Back
Back

Introducing Dataspaces & Datasets

Introducing Dataspaces & Datasets

Govern, Organize, and Accelerate Your Observability Data

Observability data has a habit of outgrowing everything else. As telemetry volume, variety, and velocity increases, staying organized gets harder. Governance becomes messy, and the cost of digging through “everything” keeps rising.

Over the past year, Coralogix’s DataPrime engine has been addressing these challenges by laying a new foundation for observability at scale. That foundation is now live with Dataspaces and Datasets: a new architecture for organizing, governing, storing, and analyzing your telemetry and platform-usage events.

With this model, all data can be logically segmented to match your organization, by team, environment, region, or compliance domain, delivering clarity, control, and faster, more predictable analytics.

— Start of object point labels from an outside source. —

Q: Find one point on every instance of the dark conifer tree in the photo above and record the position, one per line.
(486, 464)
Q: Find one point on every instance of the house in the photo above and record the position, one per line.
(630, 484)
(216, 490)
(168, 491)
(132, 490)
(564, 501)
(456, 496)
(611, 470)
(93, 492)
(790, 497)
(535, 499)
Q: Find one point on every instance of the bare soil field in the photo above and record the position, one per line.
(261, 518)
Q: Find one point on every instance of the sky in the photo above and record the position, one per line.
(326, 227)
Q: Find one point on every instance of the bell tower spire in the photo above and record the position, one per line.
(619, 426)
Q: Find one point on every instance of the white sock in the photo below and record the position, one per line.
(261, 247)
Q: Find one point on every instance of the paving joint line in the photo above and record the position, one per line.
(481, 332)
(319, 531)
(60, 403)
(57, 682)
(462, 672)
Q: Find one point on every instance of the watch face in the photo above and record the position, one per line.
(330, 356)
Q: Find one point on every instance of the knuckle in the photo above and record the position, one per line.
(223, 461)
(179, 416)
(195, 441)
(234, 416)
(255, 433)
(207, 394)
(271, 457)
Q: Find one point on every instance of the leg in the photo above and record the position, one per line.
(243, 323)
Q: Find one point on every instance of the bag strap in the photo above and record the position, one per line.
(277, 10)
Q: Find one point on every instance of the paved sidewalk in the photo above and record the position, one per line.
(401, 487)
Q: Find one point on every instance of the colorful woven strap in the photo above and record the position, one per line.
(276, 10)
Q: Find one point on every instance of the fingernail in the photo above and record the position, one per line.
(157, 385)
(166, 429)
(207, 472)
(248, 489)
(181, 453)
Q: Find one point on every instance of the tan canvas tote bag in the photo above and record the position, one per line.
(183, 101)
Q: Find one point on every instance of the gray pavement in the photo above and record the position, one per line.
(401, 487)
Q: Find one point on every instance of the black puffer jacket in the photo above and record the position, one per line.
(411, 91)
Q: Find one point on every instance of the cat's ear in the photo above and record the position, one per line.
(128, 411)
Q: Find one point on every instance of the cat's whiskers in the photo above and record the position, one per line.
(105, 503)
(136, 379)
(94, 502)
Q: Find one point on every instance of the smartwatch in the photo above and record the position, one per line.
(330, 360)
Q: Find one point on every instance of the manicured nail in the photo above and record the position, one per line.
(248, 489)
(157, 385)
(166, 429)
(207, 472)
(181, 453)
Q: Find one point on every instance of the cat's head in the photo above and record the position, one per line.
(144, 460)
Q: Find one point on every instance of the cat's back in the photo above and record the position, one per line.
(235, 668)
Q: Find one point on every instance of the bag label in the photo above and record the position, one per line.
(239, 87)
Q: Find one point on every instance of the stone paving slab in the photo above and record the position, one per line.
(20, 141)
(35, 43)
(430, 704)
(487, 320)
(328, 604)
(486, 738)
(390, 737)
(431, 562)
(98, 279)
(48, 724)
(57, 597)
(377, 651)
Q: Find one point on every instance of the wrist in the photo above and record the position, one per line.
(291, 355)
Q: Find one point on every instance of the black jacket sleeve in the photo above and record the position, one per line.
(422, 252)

Why We Built Dataspaces and Datasets

Until now, observability data was funneled into broad buckets like logs and spans that are stored together inside one account-wide pool. That works fine early on, but at scale it creates friction:

  • Everything lands in one place. It becomes difficult to isolate teams, environments, regions, or regulated domains.
  • Governance is blunt. Overly broad retention, quota limits, and access policies mean organizations can’t enforce rules where they need to.
  • Schemas collide. When many services share one dataset, data mappings fight each other and dashboards become fragile.
  • Performance degrades. Even narrow questions require scanning huge volumes, slowing investigations and driving up storage query costs.
  • System data needs separation. Audit logs and query history are valuable, but historically lived in separate accounts to avoid pollution and protect access.
  • Customers created extra teams just for segmentation. Not because they wanted to, but because they had to.

As organizations scale, these small problems turn into monsters. Dataspaces and Datasets now address these limitations directly: they enable logical data segmentation within an account, letting teams isolate data based on the boundaries that matter to them.


Two New Core Concepts

Dataspaces: The Container

A Dataspace is the top-level container for data in Coralogix. Like a database that contains tables, a Dataspace groups Datasets under a set of policies and settings it instantiates for them like:

  • Storage destination (S3 bucket or customer-defined bucket)
  • Retention
  • Access permissions (RBAC + PBAC)
  • Quotas and limits
  • Cost allocation boundaries

Every Dataset inside a Dataspace inherits these defaults automatically. That keeps governance consistent, reduces misconfiguration, and ensures new datasets are compliant. You can model Dataspaces however you like: production vs. staging, security vs. engineering, EU vs. US residency, or by product line.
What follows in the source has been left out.